Eine erhöhte Infektanfälligkeit ist ein typisches Symptome für den nahenden Endzustand eines Burnouts.
Stresshormone (Adrenalin, CRH, ACTH) sind in der Lage, für eine bestimmte Zeit das Immunsystem künstlich anzukurbeln. Für die Gattung des Homo sapiens war es schlicht überlebensförderlich, wenn in Situationen der Not, in denen das Überleben mit hohem Aufwand erkämpft werden musste, nicht gerade einfache (vermeidbare) Krankheiten auftraten. Die Stresshormone Adrenalin und CRH bewirken deshalb eine (zeitlich begrenzte) entzündungsfördernde Erhöhung der Aktivität des Immunsystems.
Diese Erhöhung ist jedoch zum einen kräfteraubend und führt zum zweiten in der ersten Stresspause dazu, dass der Körper sich nun die erforderliche Regeneration nimmt und die aktive Krankheitsbekämpfung angeht – z.B. durch Fieber und andere Mechanismen, mit denen der Körper sich gegen Krankheitserreger schützt.
Dies ist der Grund, warum viele Menschen im Laufe der ersten Urlaubswoche krank werden – wenn der Stress nachlässt.

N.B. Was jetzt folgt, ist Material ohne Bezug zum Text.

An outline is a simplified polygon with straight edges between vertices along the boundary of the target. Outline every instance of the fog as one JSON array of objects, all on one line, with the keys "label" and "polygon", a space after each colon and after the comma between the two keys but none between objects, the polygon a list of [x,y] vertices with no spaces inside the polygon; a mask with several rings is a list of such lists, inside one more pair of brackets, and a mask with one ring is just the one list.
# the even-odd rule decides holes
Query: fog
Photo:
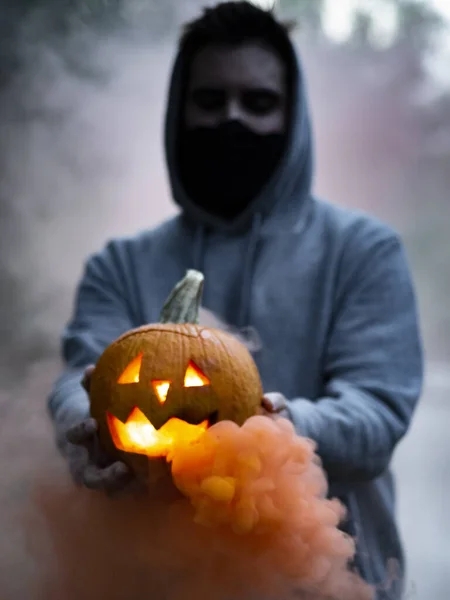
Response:
[{"label": "fog", "polygon": [[[42,461],[57,461],[45,397],[58,372],[59,336],[84,261],[109,238],[152,227],[176,211],[162,148],[164,102],[175,26],[195,8],[192,2],[172,11],[170,27],[165,15],[165,36],[157,36],[155,26],[145,34],[137,10],[128,11],[120,27],[75,21],[59,37],[46,29],[45,13],[31,13],[12,36],[16,54],[0,77],[0,464],[6,457],[0,530],[7,532],[5,542],[8,535],[13,539],[7,524],[33,473]],[[434,600],[445,600],[450,532],[442,524],[450,477],[444,461],[448,448],[438,448],[434,440],[437,424],[442,427],[449,416],[450,103],[430,92],[431,75],[408,43],[379,51],[335,46],[307,32],[297,41],[316,133],[317,194],[388,221],[404,236],[410,255],[429,375],[424,408],[398,453],[399,510],[413,561],[411,597],[426,600],[433,593]],[[441,436],[444,440],[443,431]],[[431,448],[429,459],[418,452],[420,446],[425,454]],[[425,483],[417,483],[408,470],[412,457],[424,477],[427,460],[432,461],[424,481],[436,502],[417,533],[417,511],[430,499],[420,495]],[[425,553],[428,567],[418,539],[427,536],[436,553]],[[9,542],[2,544],[3,539],[0,576],[10,573],[12,582],[22,555]],[[11,584],[16,600],[14,590]]]}]

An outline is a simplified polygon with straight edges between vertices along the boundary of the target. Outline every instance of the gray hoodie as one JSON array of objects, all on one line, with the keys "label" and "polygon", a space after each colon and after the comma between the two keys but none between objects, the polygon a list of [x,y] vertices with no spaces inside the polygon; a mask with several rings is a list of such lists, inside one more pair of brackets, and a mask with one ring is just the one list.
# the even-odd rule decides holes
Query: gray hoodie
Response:
[{"label": "gray hoodie", "polygon": [[177,57],[166,116],[167,164],[181,214],[112,240],[87,260],[63,335],[66,368],[49,399],[57,431],[88,411],[83,368],[124,331],[157,320],[186,269],[199,269],[204,306],[231,326],[258,332],[254,357],[265,392],[284,394],[298,433],[317,442],[330,495],[348,507],[343,528],[357,538],[356,567],[380,584],[396,559],[396,589],[379,598],[399,598],[403,557],[389,465],[422,386],[404,248],[377,220],[312,197],[311,127],[298,61],[289,139],[265,189],[232,223],[196,207],[175,163],[185,61]]}]

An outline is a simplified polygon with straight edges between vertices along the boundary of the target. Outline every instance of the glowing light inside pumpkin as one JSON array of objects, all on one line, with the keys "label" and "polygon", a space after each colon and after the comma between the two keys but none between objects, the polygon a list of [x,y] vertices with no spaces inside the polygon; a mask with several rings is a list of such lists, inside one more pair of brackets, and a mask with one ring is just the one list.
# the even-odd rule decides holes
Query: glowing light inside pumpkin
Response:
[{"label": "glowing light inside pumpkin", "polygon": [[152,385],[160,404],[164,404],[169,393],[170,381],[152,381]]},{"label": "glowing light inside pumpkin", "polygon": [[209,379],[192,361],[189,362],[188,368],[184,375],[184,387],[203,387],[209,385]]},{"label": "glowing light inside pumpkin", "polygon": [[142,356],[143,352],[139,354],[135,359],[133,359],[122,375],[119,377],[118,383],[120,384],[128,384],[128,383],[139,383],[139,374],[141,372],[142,365]]},{"label": "glowing light inside pumpkin", "polygon": [[144,413],[135,407],[126,423],[107,413],[108,427],[118,450],[157,458],[167,456],[175,445],[196,442],[208,429],[208,421],[191,425],[172,418],[156,430]]}]

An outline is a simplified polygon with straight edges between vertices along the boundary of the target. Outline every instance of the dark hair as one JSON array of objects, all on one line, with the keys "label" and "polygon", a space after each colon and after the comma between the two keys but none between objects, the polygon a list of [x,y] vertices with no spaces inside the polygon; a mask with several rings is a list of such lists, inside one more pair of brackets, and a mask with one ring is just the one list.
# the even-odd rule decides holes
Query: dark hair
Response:
[{"label": "dark hair", "polygon": [[278,21],[273,9],[265,10],[245,1],[221,2],[205,8],[199,18],[185,25],[179,50],[192,57],[212,44],[237,46],[262,41],[290,67],[293,58],[289,34],[293,26]]}]

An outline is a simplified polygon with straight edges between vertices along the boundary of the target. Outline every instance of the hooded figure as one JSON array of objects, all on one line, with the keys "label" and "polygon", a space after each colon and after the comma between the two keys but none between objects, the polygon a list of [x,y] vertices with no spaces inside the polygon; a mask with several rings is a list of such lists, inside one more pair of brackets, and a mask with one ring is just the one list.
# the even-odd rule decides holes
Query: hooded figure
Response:
[{"label": "hooded figure", "polygon": [[[258,80],[256,67],[241,79],[229,69],[221,87],[224,62],[243,68],[258,60],[267,73],[278,61],[281,79],[273,71],[261,87],[249,81]],[[263,113],[273,119],[261,125]],[[66,441],[88,416],[85,368],[126,330],[156,321],[174,282],[201,270],[205,308],[257,332],[265,392],[285,399],[298,433],[317,443],[330,495],[348,508],[357,569],[380,585],[396,560],[395,590],[379,598],[399,598],[403,557],[389,467],[422,385],[413,284],[396,232],[311,195],[305,83],[271,13],[224,3],[186,30],[169,91],[166,158],[180,214],[89,258],[63,336],[66,369],[49,407],[72,472],[102,487],[113,467],[120,471],[112,465],[94,477]],[[72,442],[82,438],[77,432]]]}]

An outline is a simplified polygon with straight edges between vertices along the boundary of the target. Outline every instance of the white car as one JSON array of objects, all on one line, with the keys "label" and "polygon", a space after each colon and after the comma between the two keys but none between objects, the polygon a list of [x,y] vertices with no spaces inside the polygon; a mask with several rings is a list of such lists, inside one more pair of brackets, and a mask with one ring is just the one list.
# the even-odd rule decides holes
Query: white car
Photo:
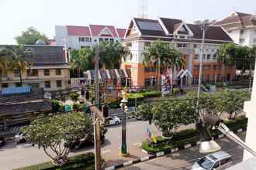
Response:
[{"label": "white car", "polygon": [[26,142],[25,134],[22,132],[19,132],[15,135],[15,141],[17,143]]},{"label": "white car", "polygon": [[223,170],[231,165],[230,155],[220,151],[200,158],[193,165],[192,170]]},{"label": "white car", "polygon": [[121,124],[121,120],[117,117],[109,117],[106,119],[106,125],[114,125]]}]

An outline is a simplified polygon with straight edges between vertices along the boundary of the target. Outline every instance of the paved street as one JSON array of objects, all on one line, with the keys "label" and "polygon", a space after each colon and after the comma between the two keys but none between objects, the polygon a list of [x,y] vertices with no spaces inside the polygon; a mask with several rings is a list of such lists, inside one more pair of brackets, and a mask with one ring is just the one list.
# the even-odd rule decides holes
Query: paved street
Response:
[{"label": "paved street", "polygon": [[[240,134],[244,140],[245,133]],[[230,142],[227,138],[217,141],[223,151],[230,153],[235,164],[239,163],[243,158],[243,151],[240,146],[234,142]],[[199,153],[199,148],[192,148],[181,151],[177,153],[170,154],[164,157],[160,157],[150,161],[134,165],[133,166],[124,168],[126,170],[189,170],[199,158],[205,155]]]}]

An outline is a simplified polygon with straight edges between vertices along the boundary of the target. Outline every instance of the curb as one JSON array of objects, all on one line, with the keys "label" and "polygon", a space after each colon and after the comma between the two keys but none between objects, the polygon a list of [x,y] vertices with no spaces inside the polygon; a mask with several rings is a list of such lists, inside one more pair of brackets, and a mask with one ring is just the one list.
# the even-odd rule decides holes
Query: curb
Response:
[{"label": "curb", "polygon": [[[240,132],[243,132],[243,131],[246,131],[246,129],[240,128],[235,133],[240,133]],[[223,138],[224,137],[224,135],[223,134],[220,134],[215,135],[215,136],[213,136],[213,137],[214,138],[214,139],[220,139],[220,138]],[[196,142],[186,144],[185,144],[184,146],[182,146],[182,147],[171,148],[171,150],[167,151],[159,151],[159,152],[157,152],[155,154],[149,153],[147,151],[145,151],[144,149],[141,149],[141,151],[144,153],[148,154],[149,155],[145,156],[145,157],[141,157],[140,158],[138,158],[138,159],[136,159],[136,160],[133,160],[133,161],[125,162],[123,164],[107,167],[107,168],[105,168],[105,170],[114,170],[114,169],[123,168],[125,166],[129,166],[129,165],[133,165],[133,164],[137,164],[137,163],[139,163],[139,162],[146,162],[146,161],[148,161],[148,160],[150,160],[150,159],[153,159],[153,158],[158,158],[158,157],[164,156],[164,155],[167,155],[167,154],[174,153],[174,152],[177,152],[180,150],[190,148],[193,146],[196,146],[196,145],[199,145],[200,144],[201,144],[201,141],[198,141]]]}]

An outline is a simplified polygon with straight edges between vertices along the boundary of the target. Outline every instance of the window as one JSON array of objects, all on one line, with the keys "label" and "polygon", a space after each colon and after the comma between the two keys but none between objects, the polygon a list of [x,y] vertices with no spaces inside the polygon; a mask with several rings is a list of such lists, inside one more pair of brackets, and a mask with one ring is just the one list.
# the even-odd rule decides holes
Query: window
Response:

Cortisol hat neben seinen Stresssymptom-vermittelnden Wirkungen zugleich die Aufgabe, die Stressreaktion zu beenden (indem es die am Anfang der Stresskette ausgeschütteten Hormone hemmt und damit seine eigene Ausschüttung zeitlich begrenzt). Cortisol verringert zugleich die entzündungsfördernde Wirkung von Adrenalin und CRH und fördert stattdessen andere Immunreaktionen, die sich vornehmlich gegen Bakterien und Parasiten richten. Je nachdem, in welcher Richtung die Stresssysteme aus dem Gleichgewicht geraten sind, können überschießende Entzündungen (z.B. der Darmschleimhaut bei Morbus Crohn oder der Haut bei Neurodermitis) oder überschießende Immunreaktionen gegen externe Erreger (z.B. Allergien) auftreten.
4.11. Zunehmende Atemfrequenz¶
Hecheln ist ein Stresssymptom.
Eine erhöhte Atemfrequenz ist nicht als ADHS-Symptom bekannt.